Cette dague suisse du milieu du XVIe siècle fait partie de l’équipement du cavalier chasseur : elle est intégrée au rituel des chasses nobles mais sert aussi au repas qui suit le moment cynégétique, grâce au couteau et à la pique associés à la lame principale. Le fourreau en bronze doré estampé, ciselé et ajouré est orné d’une Danse macabre inspirée d’un dessin du peintre Hans Holbein le Jeune (1497-1543).

Dague à la Danse macabre dite de type « Holbein »
illustration 1 Dague à la Danse macabre dite de type « Holbein », Didier Veysset

Détails

Fiche technique de l'oeuvre
Artiste Suisse alémanique
Titre Dague à la Danse macabre dite de type « Holbein »
Date Vers 1530-1550
Domaine Objets d'art
Technique Bois, ivoire, acier, bronze
Dimensions H. 0.9 m - L. 0.43 m -
Numéro d'inventaire 81 CH
Sujet / Thème Dague, Danse macabre, Squelette, Mort, Empereur, Reine, Soldat, Bourgeoise, Moine, Enfant, Rinceau

Une dague suisse

La dague est une arme de main et se singularise par sa lame de 20 à 40 cm, simple ou à double tranchant. Elle peut servir d’arme de défense, comme une épée courte, d’outil de chasse ou d’élément décoratif du costume civil de la noblesse. Son usage se propage à la fin du Moyen Âge. Les hommes la portent généralement à la ceinture, tandis que les femmes la dissimulent dans leur vêtement. Le type de la dague du musée d’Agen, utilisé habituellement en Suisse alémanique, est désigné dès le début du XVIe siècle par le terme Schweizerdolch.

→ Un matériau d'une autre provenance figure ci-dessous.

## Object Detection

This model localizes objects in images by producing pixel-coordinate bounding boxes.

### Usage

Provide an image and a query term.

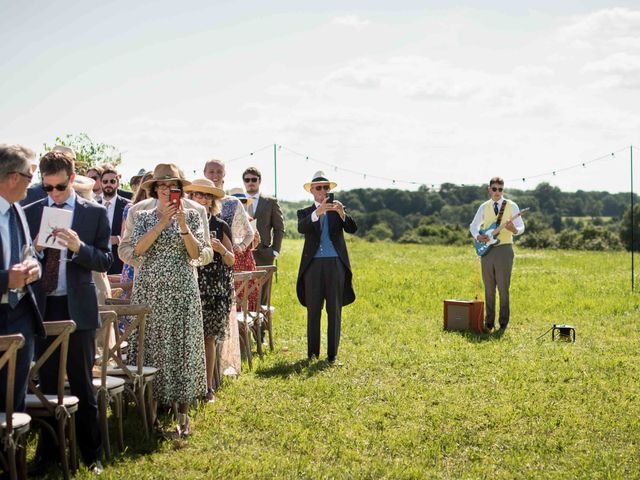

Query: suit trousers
[37,296,102,465]
[303,257,345,359]
[0,294,36,412]
[481,244,514,327]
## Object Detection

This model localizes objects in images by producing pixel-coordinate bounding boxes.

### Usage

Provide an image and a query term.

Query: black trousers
[36,296,102,465]
[0,295,36,412]
[303,257,345,359]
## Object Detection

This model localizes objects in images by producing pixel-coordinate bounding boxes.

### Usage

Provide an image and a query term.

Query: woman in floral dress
[130,164,207,436]
[184,178,235,402]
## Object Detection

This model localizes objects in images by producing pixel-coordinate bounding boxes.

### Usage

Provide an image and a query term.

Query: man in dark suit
[0,145,44,412]
[101,165,130,274]
[296,171,358,363]
[242,167,284,265]
[25,151,113,473]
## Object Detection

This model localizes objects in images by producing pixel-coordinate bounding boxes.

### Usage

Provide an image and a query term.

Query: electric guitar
[473,208,529,257]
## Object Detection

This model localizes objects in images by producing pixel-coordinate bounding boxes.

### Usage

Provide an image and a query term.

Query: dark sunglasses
[9,172,33,181]
[42,182,69,193]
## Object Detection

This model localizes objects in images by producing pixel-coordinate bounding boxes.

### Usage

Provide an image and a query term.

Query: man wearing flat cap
[296,171,358,363]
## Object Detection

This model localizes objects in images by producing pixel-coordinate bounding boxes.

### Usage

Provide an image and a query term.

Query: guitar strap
[496,200,507,227]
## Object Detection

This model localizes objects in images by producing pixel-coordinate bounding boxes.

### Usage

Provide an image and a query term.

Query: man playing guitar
[469,177,524,331]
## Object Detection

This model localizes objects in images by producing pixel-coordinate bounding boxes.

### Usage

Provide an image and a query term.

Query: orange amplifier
[444,300,484,332]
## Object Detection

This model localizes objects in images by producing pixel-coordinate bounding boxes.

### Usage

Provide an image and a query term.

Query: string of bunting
[218,144,629,188]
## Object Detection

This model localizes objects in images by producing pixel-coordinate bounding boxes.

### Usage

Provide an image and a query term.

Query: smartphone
[169,188,182,207]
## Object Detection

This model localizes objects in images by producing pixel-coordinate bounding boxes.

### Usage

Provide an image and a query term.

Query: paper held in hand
[38,207,73,250]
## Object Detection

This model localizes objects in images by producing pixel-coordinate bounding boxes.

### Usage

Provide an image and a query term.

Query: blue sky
[0,0,640,199]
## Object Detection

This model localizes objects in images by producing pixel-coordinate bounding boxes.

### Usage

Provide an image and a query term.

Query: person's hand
[56,228,82,253]
[211,238,227,255]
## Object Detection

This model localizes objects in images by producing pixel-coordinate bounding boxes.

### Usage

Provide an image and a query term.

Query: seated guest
[130,164,209,436]
[184,178,234,401]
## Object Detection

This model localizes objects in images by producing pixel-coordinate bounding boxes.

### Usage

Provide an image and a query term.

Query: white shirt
[47,189,76,297]
[469,197,524,238]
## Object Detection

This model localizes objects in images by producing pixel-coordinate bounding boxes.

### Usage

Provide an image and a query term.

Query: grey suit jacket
[253,194,284,265]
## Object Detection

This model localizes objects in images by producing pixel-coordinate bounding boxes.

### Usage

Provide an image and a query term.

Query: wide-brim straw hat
[184,178,224,198]
[71,174,96,200]
[304,170,338,193]
[129,168,147,183]
[140,163,191,188]
[229,188,253,205]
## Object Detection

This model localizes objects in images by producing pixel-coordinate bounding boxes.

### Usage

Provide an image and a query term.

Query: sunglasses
[42,182,69,193]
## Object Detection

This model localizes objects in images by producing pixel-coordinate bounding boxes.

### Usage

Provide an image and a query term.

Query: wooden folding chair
[93,311,126,460]
[0,334,31,480]
[259,265,278,351]
[27,320,79,479]
[233,270,266,370]
[98,306,158,438]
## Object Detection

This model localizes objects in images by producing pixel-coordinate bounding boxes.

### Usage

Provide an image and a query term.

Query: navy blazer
[25,195,113,330]
[0,203,45,338]
[296,205,358,307]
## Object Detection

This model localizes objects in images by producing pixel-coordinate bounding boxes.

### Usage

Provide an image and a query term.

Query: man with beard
[102,165,130,274]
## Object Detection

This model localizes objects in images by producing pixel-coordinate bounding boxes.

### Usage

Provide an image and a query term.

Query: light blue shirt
[47,189,76,297]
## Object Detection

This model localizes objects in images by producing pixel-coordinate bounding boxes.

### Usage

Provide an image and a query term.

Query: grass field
[63,241,640,479]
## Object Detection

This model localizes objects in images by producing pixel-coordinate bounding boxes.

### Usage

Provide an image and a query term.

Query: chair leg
[113,393,124,453]
[136,383,149,440]
[98,391,111,460]
[58,418,71,480]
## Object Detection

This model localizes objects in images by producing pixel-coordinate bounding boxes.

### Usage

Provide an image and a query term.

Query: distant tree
[44,133,122,173]
[620,205,640,252]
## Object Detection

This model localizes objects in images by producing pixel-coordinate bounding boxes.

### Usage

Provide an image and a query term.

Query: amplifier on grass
[444,300,484,332]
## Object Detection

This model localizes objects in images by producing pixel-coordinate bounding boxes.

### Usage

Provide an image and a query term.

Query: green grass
[62,240,640,479]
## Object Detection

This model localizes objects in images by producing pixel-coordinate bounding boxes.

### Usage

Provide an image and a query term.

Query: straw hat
[184,178,224,198]
[129,168,147,183]
[304,170,338,193]
[71,175,96,200]
[140,163,191,188]
[229,188,253,206]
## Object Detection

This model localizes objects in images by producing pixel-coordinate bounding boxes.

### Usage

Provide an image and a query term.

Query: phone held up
[169,188,182,207]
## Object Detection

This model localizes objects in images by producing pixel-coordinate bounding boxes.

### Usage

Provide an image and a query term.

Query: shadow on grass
[255,358,334,378]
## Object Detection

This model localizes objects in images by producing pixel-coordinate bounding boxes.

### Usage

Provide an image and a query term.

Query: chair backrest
[0,333,24,436]
[98,304,151,381]
[260,265,278,308]
[233,270,267,313]
[96,310,118,387]
[29,320,76,416]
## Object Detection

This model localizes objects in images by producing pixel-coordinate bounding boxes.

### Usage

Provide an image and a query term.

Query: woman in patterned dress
[130,164,207,436]
[184,178,235,402]
[204,159,253,376]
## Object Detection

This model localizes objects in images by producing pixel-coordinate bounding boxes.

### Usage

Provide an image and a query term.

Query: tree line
[281,182,640,251]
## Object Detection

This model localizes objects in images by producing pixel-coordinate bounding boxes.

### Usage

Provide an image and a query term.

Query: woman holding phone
[129,164,207,436]
[184,178,235,402]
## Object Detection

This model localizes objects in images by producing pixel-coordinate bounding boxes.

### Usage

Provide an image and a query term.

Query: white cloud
[331,15,370,30]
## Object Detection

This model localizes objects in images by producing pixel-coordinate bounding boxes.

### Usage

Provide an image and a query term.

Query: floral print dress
[129,208,207,405]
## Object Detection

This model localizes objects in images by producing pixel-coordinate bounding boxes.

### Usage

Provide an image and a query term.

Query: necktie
[9,205,20,308]
[42,203,65,295]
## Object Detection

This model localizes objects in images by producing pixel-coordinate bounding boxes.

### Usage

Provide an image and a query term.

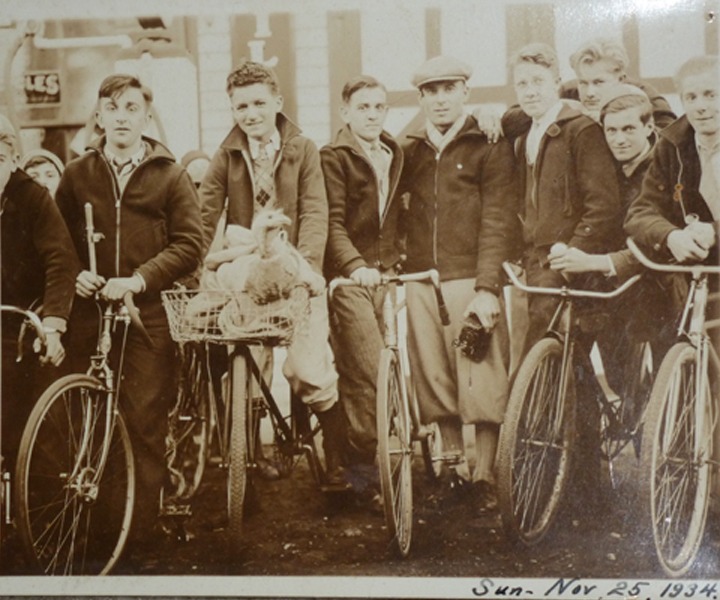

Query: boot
[315,402,350,492]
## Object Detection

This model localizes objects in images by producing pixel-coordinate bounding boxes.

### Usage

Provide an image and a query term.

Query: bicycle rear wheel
[227,349,254,550]
[497,338,575,545]
[167,345,214,502]
[377,348,413,557]
[15,374,135,575]
[640,342,714,577]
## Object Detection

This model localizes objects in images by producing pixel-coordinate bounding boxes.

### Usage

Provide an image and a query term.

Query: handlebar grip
[433,286,450,327]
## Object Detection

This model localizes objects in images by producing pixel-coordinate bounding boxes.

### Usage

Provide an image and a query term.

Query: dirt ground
[3,442,720,579]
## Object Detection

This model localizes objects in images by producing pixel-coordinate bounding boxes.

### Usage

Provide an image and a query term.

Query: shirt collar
[103,141,146,169]
[248,127,282,160]
[353,132,390,156]
[425,113,467,150]
[533,100,563,134]
[695,132,720,154]
[620,140,652,177]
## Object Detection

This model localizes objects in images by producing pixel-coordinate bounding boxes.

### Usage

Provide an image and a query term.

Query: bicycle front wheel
[640,342,713,577]
[15,374,135,575]
[377,348,413,557]
[497,338,575,545]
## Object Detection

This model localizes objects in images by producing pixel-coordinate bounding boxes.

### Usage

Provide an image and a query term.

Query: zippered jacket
[200,114,328,273]
[398,116,518,294]
[625,116,720,265]
[515,106,624,254]
[56,136,202,309]
[320,127,403,278]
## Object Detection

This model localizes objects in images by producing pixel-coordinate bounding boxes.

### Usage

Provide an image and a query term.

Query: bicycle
[328,269,450,557]
[497,263,640,546]
[162,287,325,548]
[0,304,46,564]
[15,297,135,575]
[627,239,720,577]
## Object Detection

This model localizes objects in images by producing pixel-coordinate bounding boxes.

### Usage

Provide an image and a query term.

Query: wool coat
[320,126,403,278]
[200,114,328,273]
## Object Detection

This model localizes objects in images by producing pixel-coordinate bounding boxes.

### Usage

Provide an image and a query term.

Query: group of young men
[0,32,720,556]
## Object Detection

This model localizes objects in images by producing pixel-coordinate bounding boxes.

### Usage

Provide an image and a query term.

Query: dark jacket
[398,117,518,293]
[320,126,403,278]
[610,144,652,281]
[0,169,79,320]
[200,114,328,273]
[502,79,675,142]
[625,116,720,264]
[56,136,202,320]
[516,106,623,253]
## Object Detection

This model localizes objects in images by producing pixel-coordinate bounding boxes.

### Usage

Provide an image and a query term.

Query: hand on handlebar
[666,230,710,263]
[463,290,500,331]
[33,331,65,367]
[75,271,106,298]
[350,267,382,287]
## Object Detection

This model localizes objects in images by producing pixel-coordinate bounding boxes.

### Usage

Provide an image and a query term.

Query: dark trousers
[331,286,385,464]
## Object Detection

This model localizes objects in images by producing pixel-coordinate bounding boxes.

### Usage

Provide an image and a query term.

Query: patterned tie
[253,146,275,207]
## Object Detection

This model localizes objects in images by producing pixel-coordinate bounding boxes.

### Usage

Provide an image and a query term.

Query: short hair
[570,38,630,76]
[600,94,653,125]
[98,73,153,106]
[226,60,280,96]
[510,42,560,77]
[673,54,720,94]
[342,75,387,104]
[0,131,17,155]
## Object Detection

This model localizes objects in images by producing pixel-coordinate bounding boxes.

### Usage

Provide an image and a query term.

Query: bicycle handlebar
[328,269,450,326]
[503,261,642,300]
[627,238,720,277]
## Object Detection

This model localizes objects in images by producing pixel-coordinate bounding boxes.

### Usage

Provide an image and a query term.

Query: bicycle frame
[627,238,720,466]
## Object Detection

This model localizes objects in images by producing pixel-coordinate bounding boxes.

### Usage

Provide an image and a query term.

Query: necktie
[253,146,275,206]
[700,150,720,220]
[370,143,390,216]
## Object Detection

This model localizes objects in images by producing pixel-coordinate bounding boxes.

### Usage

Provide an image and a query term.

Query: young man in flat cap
[399,56,518,511]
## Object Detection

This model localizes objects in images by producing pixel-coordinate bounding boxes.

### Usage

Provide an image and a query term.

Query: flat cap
[412,56,472,88]
[601,83,650,109]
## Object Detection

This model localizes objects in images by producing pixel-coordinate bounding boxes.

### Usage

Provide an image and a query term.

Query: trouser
[406,279,509,478]
[331,286,384,464]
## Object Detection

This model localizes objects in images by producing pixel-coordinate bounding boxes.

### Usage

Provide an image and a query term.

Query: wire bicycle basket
[162,286,310,345]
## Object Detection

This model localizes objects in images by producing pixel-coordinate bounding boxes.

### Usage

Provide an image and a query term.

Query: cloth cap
[601,83,650,109]
[412,56,472,88]
[20,148,65,175]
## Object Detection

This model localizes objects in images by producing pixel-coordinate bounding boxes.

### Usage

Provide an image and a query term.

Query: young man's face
[25,162,60,198]
[513,62,560,119]
[603,106,653,163]
[230,83,283,143]
[95,87,150,154]
[419,81,468,132]
[575,58,624,113]
[340,87,387,142]
[680,71,720,136]
[0,142,17,194]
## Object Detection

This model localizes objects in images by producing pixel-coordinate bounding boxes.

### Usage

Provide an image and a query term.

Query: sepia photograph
[0,0,720,600]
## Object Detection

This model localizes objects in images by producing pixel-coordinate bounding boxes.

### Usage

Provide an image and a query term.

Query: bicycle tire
[15,374,135,575]
[497,338,575,546]
[377,348,413,557]
[639,342,714,577]
[166,345,213,502]
[227,353,252,550]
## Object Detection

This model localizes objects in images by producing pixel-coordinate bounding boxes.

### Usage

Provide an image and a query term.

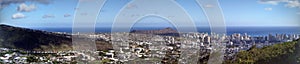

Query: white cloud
[296,12,300,15]
[11,13,25,19]
[265,8,273,11]
[285,0,300,8]
[258,0,300,8]
[43,14,55,18]
[0,0,53,10]
[18,3,36,12]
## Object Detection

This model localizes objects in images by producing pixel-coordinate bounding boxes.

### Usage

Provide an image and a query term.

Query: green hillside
[224,40,300,64]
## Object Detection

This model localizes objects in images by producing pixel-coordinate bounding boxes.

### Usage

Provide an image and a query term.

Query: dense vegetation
[224,40,300,64]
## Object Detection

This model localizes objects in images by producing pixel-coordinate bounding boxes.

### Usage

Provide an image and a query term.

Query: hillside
[130,27,179,36]
[0,24,72,50]
[225,40,300,64]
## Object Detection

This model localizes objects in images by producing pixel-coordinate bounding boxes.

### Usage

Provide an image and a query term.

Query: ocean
[34,27,300,36]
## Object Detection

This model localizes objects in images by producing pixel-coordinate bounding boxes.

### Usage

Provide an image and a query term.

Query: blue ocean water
[35,27,300,36]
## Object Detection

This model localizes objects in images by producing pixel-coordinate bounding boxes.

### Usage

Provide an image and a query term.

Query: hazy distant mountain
[130,27,179,36]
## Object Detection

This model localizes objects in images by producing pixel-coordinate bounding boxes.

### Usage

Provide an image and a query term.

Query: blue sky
[0,0,300,28]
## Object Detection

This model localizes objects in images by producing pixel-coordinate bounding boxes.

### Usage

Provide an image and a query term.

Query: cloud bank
[11,13,25,19]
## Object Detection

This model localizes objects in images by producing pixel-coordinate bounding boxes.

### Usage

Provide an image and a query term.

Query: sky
[0,0,300,28]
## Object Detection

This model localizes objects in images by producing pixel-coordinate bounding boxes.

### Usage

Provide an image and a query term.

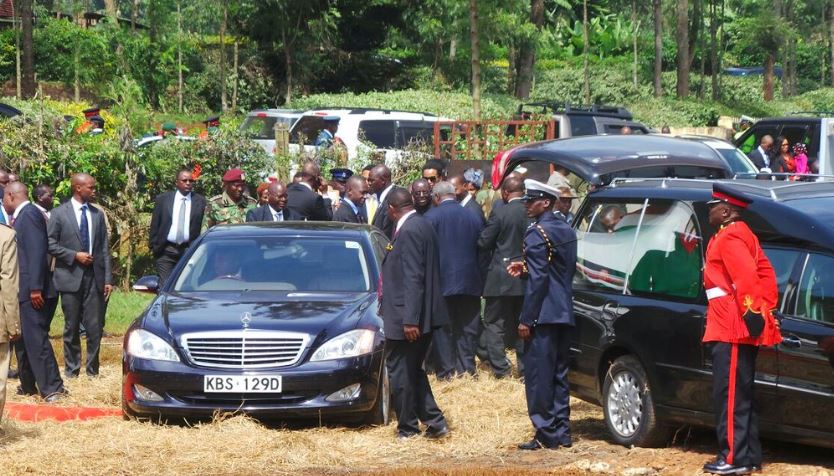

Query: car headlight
[127,329,180,362]
[310,329,376,362]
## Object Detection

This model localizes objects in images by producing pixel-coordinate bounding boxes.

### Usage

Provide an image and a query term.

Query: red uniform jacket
[703,222,782,345]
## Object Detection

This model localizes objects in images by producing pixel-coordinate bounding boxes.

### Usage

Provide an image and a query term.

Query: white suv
[290,108,448,160]
[240,109,304,154]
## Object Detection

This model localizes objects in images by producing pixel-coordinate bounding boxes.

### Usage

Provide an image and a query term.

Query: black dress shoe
[14,385,38,397]
[397,431,420,441]
[425,423,449,440]
[518,438,544,451]
[43,392,66,403]
[704,459,753,474]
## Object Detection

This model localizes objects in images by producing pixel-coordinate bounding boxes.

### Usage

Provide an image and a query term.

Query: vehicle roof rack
[788,111,834,116]
[518,101,633,120]
[304,106,437,117]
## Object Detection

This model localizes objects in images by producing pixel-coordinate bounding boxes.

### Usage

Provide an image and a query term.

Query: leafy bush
[289,89,518,119]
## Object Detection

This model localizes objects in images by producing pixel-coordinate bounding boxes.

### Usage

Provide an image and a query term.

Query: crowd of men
[0,154,781,474]
[0,170,113,420]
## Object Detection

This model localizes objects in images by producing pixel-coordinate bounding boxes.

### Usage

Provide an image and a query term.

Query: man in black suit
[747,135,773,172]
[449,175,486,224]
[47,173,113,378]
[287,161,333,221]
[478,177,530,378]
[425,182,484,378]
[246,180,299,223]
[368,164,408,240]
[3,182,65,402]
[380,188,449,439]
[333,175,370,223]
[150,169,206,283]
[411,179,433,215]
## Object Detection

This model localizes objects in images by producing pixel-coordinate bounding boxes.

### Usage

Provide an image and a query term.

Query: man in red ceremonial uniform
[703,183,782,474]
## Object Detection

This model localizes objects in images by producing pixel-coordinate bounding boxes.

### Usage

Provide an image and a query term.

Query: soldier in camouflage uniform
[206,169,258,229]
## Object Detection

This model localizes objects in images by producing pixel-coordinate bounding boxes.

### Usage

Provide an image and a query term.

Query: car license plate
[203,375,281,393]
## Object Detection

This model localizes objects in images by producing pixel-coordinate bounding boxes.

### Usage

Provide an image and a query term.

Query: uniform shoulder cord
[521,223,556,274]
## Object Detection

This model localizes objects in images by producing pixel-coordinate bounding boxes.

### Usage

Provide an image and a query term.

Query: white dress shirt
[9,200,29,225]
[267,205,284,221]
[70,197,94,254]
[394,210,417,235]
[166,190,191,245]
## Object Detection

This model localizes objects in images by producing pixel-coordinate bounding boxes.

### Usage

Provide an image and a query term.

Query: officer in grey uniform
[507,179,576,450]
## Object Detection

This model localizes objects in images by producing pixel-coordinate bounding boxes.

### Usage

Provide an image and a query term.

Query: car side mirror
[133,276,159,294]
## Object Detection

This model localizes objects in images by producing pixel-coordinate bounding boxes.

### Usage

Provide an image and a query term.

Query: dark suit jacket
[478,200,530,297]
[287,183,333,221]
[47,200,113,293]
[381,213,449,340]
[246,204,300,223]
[333,200,365,223]
[422,200,484,297]
[747,147,767,170]
[464,198,486,226]
[14,203,49,302]
[519,212,576,327]
[150,190,206,257]
[371,185,402,240]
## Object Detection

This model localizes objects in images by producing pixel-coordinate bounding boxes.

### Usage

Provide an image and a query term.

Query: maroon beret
[223,168,246,182]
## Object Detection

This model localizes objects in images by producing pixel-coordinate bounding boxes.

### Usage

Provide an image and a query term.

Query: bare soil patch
[0,338,834,476]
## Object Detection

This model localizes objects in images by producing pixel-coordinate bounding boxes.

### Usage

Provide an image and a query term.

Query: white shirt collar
[394,210,417,233]
[379,183,394,203]
[12,200,29,220]
[70,197,90,213]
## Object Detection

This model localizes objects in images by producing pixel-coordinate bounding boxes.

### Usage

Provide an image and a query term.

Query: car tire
[602,355,669,447]
[365,362,391,426]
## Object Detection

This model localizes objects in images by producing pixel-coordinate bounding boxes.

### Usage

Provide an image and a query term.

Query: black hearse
[570,179,834,447]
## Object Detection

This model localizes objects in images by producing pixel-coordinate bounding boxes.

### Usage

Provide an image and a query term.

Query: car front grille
[181,329,310,369]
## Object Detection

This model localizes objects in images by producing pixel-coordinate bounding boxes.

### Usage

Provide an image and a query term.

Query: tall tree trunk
[652,0,663,98]
[232,38,240,111]
[631,0,640,89]
[698,0,707,100]
[20,0,37,99]
[515,0,544,99]
[762,51,776,101]
[220,0,229,112]
[281,29,292,104]
[689,0,704,70]
[582,0,591,104]
[676,0,689,98]
[469,0,481,120]
[828,0,834,86]
[130,0,140,32]
[709,0,719,101]
[13,3,22,99]
[104,0,119,18]
[72,46,81,102]
[177,1,182,114]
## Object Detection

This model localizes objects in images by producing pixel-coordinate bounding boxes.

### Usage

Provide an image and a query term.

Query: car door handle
[782,336,802,348]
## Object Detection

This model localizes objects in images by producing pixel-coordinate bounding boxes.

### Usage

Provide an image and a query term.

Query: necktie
[78,205,90,253]
[177,197,188,245]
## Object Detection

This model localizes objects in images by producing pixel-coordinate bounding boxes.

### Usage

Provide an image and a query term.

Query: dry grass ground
[0,339,834,476]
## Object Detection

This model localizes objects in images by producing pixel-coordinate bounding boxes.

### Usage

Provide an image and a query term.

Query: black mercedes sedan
[122,222,390,424]
[569,179,834,448]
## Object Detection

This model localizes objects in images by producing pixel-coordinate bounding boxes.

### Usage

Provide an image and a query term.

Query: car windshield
[716,147,757,174]
[240,116,295,140]
[173,236,371,292]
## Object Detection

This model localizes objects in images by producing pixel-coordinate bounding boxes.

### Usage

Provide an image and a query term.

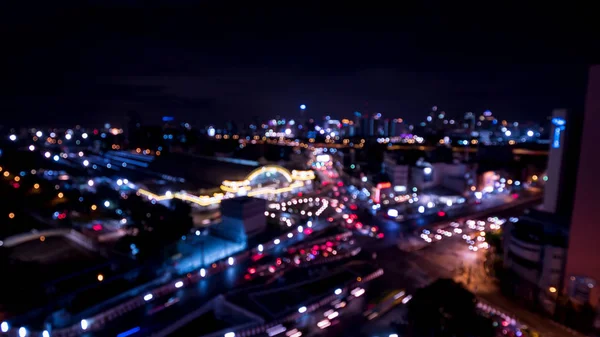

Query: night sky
[0,1,600,126]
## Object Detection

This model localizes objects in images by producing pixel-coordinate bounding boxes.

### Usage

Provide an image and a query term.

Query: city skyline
[0,7,594,126]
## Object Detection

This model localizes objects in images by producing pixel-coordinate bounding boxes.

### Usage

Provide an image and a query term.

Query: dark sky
[0,1,600,126]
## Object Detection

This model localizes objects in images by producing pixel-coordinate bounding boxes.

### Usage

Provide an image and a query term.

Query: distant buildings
[384,151,476,195]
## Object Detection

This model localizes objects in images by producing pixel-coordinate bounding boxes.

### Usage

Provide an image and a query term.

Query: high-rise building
[543,109,579,216]
[564,66,600,307]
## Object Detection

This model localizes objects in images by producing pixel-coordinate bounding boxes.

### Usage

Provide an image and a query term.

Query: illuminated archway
[246,165,293,183]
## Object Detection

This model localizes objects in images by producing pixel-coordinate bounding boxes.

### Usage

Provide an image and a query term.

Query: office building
[564,66,600,308]
[213,197,267,242]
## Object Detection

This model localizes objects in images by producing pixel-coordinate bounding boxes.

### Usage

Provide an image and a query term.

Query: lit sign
[317,154,331,162]
[552,117,567,126]
[377,182,392,190]
[373,182,392,203]
[552,117,567,149]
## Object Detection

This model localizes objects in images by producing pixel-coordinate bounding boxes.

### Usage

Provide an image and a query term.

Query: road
[407,218,577,337]
[65,153,544,336]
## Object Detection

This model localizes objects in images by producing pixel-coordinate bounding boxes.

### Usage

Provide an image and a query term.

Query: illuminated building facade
[564,66,600,308]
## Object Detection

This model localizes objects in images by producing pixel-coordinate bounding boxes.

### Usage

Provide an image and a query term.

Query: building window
[568,276,596,303]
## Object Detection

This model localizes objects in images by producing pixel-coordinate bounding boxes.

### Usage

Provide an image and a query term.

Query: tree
[408,279,494,337]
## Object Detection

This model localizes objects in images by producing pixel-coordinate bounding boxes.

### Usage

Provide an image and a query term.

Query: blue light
[552,117,567,126]
[552,126,565,149]
[117,326,141,337]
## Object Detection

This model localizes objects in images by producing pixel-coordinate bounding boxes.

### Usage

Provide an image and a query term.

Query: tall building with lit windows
[564,66,600,310]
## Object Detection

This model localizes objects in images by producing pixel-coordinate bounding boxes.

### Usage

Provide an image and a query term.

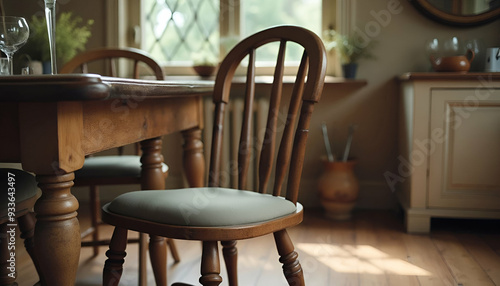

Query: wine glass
[0,16,30,75]
[44,0,57,74]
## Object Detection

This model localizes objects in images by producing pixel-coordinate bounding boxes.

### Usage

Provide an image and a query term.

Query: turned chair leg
[102,227,127,286]
[0,223,17,286]
[274,230,305,286]
[90,186,101,257]
[221,240,238,286]
[199,241,222,286]
[167,238,181,263]
[149,235,167,286]
[17,212,45,285]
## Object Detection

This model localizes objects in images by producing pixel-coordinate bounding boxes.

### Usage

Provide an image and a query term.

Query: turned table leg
[182,128,205,187]
[35,172,80,286]
[139,137,167,286]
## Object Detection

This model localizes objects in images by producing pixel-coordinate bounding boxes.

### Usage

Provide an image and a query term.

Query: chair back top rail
[209,26,326,203]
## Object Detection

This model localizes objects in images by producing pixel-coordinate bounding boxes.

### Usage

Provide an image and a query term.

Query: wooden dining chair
[0,168,43,286]
[60,48,180,282]
[103,26,326,286]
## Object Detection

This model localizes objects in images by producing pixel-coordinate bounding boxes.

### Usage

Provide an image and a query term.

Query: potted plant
[23,12,94,73]
[192,47,218,77]
[334,33,375,78]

Il se caractérise par un profil de la garde au pommeau allongé aux courts quillons. Le type « Holbein » ne se réfère qu’aux fourreaux qui reprennent les dessins de Hans Holbein le Jeune. Le décor très raffiné de celui d’Agen suggère que la dague a appartenu à un personnage fortuné. L’arme a donc une double fonction utilitaire et ostentatoire, faite pour l’apparat. Le fourreau est réalisé en bronze doré, alliage combinant le cuivre, l’étain et le zinc. Pour fondre le bronze, l’artisan utilise généralement le procédé dit de la cire perdue. Cette technique consiste à exécuter, à partir d’un modèle, une maquette grandeur nature en cire, puis à placer dessus des jets et des évents, de petits tuyaux en cire. L’ensemble est enfermé dans un moule en terre réfractaire puis chauffé. La cire fond et s’écoule par les évents, laissant un vide à l’intérieur. Par les jets, on verse le métal en fusion qui prend la place du modèle en cire. Après refroidissement, on casse le moule pour libérer la pièce en métal. Il faut ensuite couper à ras les tuyaux des jets et des évents, opération appelée l’ébarbage. La pièce en bronze est ensuite travaillée, comme ici avec différentes techniques d’orfèvrerie, afin de reprendre les détails du décor.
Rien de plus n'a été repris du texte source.